A new meta-analysis found no association between taking antihypertensive drugs and the risk of developing cancer. The authors included more than 30 clinical trials, but did not completely rule out risks.

Some studies have shown a link between the use of antihypertensive drugs and the development of cancer, although this has not been proven, the Lancet Oncology article points out. The authors, led by researchers from the University of Oxford, conducted their own analysis of existing publications on this issue.

Scientists selected 33 randomized clinical trials, which included a total of 260 thousand participants. They studied five classes of drugs: angiotensin-converting enzyme inhibitors (ACE inhibitors), angiotensin II receptor blockers (ARBs), beta blockers, calcium channel blockers (CCBs), and thiazide diuretics. Each trial compared a specific class of drugs with placebo, an inactive control, or another antihypertensive agent.

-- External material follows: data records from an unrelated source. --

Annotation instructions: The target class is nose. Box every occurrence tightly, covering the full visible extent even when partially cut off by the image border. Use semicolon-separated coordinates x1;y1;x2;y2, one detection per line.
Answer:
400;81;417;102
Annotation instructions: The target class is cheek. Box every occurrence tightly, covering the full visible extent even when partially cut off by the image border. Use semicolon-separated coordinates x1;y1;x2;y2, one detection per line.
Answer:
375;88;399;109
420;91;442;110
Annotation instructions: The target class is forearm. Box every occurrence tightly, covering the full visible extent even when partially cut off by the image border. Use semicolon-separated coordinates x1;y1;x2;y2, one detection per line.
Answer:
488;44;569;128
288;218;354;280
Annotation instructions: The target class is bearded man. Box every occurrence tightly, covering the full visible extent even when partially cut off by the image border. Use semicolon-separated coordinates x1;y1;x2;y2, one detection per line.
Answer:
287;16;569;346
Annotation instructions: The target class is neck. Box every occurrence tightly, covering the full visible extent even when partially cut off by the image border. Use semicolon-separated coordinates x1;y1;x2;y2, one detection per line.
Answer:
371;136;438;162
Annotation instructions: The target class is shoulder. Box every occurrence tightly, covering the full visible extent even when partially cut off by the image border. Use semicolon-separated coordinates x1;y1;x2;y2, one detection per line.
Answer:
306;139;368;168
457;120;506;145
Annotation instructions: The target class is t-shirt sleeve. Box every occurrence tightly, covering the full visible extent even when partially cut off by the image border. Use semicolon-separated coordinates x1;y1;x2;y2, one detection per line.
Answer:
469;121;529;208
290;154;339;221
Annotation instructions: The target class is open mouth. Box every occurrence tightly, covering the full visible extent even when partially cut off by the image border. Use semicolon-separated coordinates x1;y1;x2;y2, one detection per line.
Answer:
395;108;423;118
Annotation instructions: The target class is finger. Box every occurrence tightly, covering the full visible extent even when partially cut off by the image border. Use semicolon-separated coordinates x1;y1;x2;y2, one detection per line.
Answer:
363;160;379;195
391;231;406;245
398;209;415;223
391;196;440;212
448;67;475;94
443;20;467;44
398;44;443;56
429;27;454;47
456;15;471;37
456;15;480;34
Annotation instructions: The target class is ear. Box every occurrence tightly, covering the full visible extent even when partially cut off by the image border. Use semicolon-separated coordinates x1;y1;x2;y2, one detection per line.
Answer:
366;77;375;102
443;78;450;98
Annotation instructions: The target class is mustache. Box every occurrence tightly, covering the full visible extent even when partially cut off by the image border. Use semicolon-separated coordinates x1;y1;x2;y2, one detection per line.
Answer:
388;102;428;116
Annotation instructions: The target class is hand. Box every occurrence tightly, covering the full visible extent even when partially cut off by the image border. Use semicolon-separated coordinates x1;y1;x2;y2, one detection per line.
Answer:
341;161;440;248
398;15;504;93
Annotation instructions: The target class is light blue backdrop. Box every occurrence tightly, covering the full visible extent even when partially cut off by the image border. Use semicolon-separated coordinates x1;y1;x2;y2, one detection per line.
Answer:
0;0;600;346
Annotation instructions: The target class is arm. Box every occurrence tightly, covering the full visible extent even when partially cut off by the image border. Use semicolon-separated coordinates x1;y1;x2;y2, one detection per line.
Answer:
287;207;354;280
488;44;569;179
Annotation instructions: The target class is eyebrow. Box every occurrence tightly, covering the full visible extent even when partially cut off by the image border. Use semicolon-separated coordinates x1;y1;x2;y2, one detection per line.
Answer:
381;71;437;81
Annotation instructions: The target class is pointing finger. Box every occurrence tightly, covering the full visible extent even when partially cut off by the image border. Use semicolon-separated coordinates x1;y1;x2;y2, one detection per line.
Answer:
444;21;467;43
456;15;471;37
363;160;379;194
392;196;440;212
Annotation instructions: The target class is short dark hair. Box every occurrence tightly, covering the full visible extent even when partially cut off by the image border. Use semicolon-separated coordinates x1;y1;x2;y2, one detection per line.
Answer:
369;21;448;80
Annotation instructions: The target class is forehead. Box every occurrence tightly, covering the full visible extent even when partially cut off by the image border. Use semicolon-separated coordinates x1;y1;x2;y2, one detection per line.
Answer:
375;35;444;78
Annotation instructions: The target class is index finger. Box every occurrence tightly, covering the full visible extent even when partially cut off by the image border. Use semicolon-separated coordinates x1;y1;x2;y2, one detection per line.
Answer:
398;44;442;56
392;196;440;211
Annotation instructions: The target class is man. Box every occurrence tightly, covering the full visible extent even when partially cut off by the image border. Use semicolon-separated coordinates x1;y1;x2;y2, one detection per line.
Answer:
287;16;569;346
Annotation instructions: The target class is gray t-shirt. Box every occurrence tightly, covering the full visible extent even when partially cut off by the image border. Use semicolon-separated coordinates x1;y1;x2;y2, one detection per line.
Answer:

Separately, the authors of the article requested individual data from the participants who conducted the clinical studies. During the observation period, 15 thousand of them received their first diagnosis of cancer.

According to the results of the analysis, scientists did not find any association between any of the classes of antihypertensive drugs and the risk of developing any type of cancer. The exception was drugs from the CCB group, which, when compared with ARBs, were associated with a slight increase in the risk of malignant tumors of the prostate gland and skin. However, the researchers cautioned that in some cases the comparison was not strong enough to rule out risks entirely.